L'importance stratégique de l'Afrique du Nord
Les luttes pour l’hégémonie en Europe ont constamment opposé la puissance continentale du moment à la puissance maritime. Tour à tour la France de Louis XIV et de Napoléon, l’Allemagne des Hohenzollern et de Hitler ont vu leurs entreprises de domination européenne mises en échec par les puissances qui disposaient de la liberté des mers : l’Angleterre, puis plus récemment les États-Unis d’Amérique. Dans ses « Théories Stratégiques », l’amiral Castex, analysant l’histoire de l’Europe moderne, avait pu, dès la fin de la première guerre mondiale, prophétiser l’aventure hitlérienne et prévoir la lutte d’influence à laquelle se livrent présentement dans le monde les deux forces opposées. Si cette lutte froide se transformait un jour en conflit ouvert, se manifesterait à nouveau, à l’échelle mondiale, l’antagonisme de la puissance continentale eurasiatique et des puissances maritimes atlantiques.

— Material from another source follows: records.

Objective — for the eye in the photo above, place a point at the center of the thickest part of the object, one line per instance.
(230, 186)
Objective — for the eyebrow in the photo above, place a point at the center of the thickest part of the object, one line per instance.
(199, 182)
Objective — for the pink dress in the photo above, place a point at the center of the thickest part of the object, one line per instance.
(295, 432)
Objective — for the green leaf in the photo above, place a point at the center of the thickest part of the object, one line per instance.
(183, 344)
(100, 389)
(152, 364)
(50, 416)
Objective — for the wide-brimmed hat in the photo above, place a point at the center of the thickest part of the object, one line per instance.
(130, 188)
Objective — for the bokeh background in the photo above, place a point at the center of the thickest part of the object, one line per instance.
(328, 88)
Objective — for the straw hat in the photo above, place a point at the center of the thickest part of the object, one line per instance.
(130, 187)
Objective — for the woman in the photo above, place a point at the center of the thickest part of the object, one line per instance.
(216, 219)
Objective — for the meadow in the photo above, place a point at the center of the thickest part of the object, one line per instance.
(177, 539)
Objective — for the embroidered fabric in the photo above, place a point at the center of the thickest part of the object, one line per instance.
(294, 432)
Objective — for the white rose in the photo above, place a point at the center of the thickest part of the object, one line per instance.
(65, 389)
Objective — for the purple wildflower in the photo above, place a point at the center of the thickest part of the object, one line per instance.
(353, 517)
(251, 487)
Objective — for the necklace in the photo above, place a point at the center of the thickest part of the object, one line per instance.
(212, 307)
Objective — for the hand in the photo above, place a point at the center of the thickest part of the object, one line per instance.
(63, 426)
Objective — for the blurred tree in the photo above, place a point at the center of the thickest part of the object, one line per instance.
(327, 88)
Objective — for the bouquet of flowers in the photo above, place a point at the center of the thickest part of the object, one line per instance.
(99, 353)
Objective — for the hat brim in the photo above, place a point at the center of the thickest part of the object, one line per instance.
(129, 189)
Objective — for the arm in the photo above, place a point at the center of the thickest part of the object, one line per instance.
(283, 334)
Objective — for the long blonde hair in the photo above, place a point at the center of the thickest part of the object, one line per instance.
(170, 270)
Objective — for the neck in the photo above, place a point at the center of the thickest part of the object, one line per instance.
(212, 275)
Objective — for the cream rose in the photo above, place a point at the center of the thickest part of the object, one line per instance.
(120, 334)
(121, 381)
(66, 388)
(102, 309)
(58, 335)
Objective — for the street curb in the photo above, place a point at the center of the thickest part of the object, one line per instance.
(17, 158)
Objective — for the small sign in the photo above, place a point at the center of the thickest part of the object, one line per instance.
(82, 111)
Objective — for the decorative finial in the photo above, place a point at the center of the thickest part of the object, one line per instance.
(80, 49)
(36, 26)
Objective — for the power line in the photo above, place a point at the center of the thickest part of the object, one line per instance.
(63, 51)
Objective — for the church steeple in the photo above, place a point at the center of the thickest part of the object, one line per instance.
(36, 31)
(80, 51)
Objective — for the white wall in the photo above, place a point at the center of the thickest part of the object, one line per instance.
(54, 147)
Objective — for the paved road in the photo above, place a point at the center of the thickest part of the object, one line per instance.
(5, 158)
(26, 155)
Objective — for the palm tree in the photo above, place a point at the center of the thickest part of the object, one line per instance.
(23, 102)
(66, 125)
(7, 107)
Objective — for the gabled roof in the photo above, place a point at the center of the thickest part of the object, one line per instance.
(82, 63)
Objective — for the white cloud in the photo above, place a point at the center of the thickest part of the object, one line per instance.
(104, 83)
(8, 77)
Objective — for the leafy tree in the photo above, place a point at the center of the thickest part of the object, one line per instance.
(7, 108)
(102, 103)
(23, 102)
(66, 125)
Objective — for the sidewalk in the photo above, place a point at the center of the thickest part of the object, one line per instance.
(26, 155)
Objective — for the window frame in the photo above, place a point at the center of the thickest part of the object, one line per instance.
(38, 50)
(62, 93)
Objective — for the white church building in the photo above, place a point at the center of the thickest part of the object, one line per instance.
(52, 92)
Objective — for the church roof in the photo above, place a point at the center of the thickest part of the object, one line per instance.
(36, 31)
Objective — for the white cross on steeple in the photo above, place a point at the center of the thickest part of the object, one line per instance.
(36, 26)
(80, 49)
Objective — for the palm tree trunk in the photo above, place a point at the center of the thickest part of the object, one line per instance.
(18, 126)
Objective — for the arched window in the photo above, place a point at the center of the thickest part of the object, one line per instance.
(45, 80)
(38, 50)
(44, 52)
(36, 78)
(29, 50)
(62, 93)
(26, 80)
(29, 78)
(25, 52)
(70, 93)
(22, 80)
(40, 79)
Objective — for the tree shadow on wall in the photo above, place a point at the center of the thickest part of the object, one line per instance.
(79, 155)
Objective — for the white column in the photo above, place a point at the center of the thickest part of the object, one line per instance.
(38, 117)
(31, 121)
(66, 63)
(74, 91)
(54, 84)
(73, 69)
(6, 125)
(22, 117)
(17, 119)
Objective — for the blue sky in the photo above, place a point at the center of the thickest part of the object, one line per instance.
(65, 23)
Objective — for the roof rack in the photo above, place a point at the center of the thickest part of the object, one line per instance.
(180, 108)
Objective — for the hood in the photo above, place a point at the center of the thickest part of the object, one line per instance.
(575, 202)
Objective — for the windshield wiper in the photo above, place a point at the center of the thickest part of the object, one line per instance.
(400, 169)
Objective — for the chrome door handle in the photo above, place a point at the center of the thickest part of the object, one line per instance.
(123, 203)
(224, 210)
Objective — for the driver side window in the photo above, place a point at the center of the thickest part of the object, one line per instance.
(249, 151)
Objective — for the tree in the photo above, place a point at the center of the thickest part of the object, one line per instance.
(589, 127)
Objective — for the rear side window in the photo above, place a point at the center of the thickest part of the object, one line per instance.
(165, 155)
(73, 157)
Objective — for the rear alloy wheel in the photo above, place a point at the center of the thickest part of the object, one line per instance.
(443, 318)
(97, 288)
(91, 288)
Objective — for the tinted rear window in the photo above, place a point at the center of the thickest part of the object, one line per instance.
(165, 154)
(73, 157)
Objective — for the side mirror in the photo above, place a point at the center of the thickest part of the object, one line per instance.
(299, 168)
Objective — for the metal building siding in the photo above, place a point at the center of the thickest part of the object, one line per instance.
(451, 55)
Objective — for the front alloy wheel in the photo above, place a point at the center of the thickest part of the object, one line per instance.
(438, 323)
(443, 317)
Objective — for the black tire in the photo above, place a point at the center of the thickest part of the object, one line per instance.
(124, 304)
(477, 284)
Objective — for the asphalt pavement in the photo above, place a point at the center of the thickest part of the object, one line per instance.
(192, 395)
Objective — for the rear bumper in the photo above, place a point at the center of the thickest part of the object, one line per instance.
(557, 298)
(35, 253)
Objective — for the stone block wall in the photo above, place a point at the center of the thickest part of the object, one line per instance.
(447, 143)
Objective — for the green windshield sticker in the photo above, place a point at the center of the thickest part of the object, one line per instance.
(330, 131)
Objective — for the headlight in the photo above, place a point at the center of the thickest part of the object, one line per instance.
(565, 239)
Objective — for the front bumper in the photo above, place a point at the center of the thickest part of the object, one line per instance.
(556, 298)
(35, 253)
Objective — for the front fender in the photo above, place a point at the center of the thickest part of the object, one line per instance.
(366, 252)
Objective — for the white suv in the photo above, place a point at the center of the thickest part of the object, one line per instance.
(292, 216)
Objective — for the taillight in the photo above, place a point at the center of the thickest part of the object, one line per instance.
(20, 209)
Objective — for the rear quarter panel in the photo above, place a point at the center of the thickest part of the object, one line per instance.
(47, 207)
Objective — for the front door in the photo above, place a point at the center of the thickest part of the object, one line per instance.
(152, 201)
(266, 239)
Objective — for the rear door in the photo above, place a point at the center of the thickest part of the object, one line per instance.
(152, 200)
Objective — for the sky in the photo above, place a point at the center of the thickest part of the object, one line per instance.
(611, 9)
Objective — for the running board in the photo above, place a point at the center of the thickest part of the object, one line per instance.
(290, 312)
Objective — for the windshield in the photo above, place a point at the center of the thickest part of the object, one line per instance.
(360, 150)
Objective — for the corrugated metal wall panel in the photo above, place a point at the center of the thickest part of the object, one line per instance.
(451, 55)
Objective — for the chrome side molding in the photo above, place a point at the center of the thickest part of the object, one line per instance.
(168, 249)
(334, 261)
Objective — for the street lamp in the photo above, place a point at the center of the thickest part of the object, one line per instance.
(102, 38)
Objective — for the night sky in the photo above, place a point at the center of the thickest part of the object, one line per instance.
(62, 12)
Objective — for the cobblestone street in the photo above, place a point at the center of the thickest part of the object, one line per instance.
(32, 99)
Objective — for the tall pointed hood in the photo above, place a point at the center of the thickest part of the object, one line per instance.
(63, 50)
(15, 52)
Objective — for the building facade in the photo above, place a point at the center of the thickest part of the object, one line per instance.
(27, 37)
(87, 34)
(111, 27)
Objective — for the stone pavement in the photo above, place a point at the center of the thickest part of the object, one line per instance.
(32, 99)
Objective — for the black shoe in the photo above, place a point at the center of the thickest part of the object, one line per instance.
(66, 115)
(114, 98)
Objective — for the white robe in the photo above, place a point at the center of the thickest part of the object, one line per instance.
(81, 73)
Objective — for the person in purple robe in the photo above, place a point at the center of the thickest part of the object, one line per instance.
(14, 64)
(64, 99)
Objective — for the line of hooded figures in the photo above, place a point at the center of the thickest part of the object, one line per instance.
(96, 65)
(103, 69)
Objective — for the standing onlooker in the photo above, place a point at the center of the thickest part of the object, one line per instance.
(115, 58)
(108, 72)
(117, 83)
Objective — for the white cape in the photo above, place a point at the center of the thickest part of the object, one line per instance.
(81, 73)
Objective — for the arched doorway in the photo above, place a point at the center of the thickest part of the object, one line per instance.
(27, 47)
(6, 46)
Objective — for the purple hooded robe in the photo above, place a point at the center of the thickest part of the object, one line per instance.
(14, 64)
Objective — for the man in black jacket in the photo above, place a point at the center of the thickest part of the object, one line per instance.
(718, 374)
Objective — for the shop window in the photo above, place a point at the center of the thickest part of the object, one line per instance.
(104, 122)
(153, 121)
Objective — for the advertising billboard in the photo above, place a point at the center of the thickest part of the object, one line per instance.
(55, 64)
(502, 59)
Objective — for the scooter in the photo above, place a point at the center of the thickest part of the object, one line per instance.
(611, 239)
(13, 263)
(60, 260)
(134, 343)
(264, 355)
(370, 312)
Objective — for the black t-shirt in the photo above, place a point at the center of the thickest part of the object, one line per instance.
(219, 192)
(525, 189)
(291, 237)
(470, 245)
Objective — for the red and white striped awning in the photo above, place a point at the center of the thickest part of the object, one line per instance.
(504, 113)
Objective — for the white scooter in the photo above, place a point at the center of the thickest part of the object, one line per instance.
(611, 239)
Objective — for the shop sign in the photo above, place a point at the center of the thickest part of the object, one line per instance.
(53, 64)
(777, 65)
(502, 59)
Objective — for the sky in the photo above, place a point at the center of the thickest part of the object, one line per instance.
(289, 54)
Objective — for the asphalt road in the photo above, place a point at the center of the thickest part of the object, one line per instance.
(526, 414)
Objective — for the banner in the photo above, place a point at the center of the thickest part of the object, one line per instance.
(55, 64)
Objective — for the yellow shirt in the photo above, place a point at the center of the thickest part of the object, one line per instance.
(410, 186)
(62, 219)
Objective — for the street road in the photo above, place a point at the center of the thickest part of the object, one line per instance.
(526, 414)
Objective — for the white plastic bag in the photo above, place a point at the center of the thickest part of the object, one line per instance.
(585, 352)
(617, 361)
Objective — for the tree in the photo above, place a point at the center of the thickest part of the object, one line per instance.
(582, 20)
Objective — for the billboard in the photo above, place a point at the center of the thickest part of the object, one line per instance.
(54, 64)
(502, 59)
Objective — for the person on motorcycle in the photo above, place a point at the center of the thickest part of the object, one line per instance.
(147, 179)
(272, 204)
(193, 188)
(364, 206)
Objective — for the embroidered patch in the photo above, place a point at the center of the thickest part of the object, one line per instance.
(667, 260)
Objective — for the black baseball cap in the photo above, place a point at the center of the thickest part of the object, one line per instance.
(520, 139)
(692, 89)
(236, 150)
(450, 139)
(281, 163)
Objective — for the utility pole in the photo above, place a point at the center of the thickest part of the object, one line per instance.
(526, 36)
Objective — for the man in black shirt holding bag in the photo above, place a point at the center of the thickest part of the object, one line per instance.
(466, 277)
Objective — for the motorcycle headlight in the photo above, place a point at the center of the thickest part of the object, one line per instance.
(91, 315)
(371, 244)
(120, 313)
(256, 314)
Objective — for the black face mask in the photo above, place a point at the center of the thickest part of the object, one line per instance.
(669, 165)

L’un des principaux actes de la stratégie soviétique viserait, je pense, à la conquête du littoral de la péninsule européenne pour limiter les possibilités d’action de la coalition maritime. La défense de l’Europe occidentale péninsulaire, elle-même ramifiée en de multiples presqu’îles (balkanique, italienne, ibérique, bretonne et Scandinave) ne peut donc être assurée que dans la mesure où ses tenants contrôleront les mers qui la baignent et pourront acheminer vers elle les troupes et les matériels en provenance d’Outre-Mer et, au premier chef, du gigantesque arsenal américain.
Mais, en raison des distances à couvrir par les flottes maritimes de transport, cet effort serait vain s’il ne pouvait être relayé. La nature a heureusement disposé deux relais essentiels qui, de surcroît, couvrent et épaulent la défense de l’Europe occidentale : la Grande-Bretagne et l’Afrique du Nord française. Ces deux flancs-gardes légèrement en recul, protégés par un espace maritime, peuvent, en effet, jouer, selon le cas, le rôle de bastion défensif ou de tremplin offensif vis-à-vis du théâtre Europe.